An installation for used cassette players which looks on their obsolescence not as an ending, but as an opportunity to reconsider their functional potential. Superseded as playback devices, they become instruments in their own right. Replacing the prerecorded content of each tape with a microphone gives us the chance to listen instead to the rhythmic and resonant properties of these once ubiquitous plastic shells. Binatone Galaxy brings the framework within which a generation purchased their favourite records to the centre of attention, revealing the acoustics of the cassette and the voices of the machines themselves.“On the walls of a white room, brightly illuminated with natural light, Stephen Cornford, and artist who describes his work as existing “at the intersection of sculpture and music”, has mounted some 30 old cassette recorders.
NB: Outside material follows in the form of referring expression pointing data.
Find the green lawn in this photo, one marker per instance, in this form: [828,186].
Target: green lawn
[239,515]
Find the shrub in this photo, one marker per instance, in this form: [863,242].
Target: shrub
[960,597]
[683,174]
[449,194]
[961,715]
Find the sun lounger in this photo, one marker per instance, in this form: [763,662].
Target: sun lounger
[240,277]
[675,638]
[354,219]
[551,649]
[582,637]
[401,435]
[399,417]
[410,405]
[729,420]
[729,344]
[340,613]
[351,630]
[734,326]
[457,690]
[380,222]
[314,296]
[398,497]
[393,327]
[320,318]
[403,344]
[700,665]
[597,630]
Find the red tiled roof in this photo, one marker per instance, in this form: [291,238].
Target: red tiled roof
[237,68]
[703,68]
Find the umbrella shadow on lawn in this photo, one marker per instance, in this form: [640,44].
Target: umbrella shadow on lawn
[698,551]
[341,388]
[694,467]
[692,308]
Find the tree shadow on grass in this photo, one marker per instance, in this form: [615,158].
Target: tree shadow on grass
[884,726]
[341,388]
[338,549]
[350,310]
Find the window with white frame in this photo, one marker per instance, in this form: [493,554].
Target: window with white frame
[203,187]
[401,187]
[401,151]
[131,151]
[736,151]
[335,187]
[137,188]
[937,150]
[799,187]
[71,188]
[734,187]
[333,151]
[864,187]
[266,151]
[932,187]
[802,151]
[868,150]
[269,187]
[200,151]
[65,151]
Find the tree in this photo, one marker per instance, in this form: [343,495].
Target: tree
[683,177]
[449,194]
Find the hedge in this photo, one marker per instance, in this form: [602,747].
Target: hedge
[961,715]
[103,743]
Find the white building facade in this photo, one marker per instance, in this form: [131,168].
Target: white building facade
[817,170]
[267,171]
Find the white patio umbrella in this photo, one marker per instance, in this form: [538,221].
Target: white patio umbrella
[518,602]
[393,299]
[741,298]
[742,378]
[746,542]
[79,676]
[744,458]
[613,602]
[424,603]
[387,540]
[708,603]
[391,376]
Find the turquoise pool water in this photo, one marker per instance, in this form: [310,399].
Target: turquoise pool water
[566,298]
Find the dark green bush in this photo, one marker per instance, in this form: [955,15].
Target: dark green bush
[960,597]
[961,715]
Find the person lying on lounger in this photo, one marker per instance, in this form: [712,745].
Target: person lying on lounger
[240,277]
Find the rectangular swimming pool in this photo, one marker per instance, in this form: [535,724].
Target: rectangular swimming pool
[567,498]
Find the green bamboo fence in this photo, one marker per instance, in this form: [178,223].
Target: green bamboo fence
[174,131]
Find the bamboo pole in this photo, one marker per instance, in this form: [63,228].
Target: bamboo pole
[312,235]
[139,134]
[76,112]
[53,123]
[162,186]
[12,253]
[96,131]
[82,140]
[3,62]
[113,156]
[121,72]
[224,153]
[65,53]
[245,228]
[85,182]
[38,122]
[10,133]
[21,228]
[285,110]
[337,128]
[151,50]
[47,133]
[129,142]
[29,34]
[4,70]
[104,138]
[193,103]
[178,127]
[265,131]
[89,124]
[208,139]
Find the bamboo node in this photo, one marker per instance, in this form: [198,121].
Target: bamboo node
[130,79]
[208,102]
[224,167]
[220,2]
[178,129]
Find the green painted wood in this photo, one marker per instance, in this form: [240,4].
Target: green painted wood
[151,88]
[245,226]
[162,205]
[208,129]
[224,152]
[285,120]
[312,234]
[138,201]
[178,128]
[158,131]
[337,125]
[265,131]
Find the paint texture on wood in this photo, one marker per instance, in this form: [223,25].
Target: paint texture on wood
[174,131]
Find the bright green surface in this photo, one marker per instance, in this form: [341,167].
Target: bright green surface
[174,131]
Models from Boots, Sanyo, Robotic, one lone and gorgeously named Binatone Galaxy: they all hang on the walls, wired up, tapes loaded and ready for action. Smitten by an attack of technological melancholia, the visitor can wonder who owned these things, what pop charts did these machines once record? Were they ever placed next to pillows, late at night for surreptitious listening pleasures? What happened to the voices that once rubbed the magnetic heads of these little machines? For some artists, the speed (and resulting impact) of obsolescence on the technology we once took for granted has spawned a form of fetishism, in which the voices – the human agency – they once recorded exist in an alternate, ghostly dimension, a reminder of what once was. This is not Cornford’s theme. The fact that each audio cassette in his machines is fitted with a motion sensor and a contact mic, so that, on entry the machines whirr into action, indicates that Binatone Galaxy is very much of the here and now. Yes, Cornford has chosen old, cheap and accessible technology with which to realise this, but I suspect that he is aiming for a furrruuuzzy audio intimacy.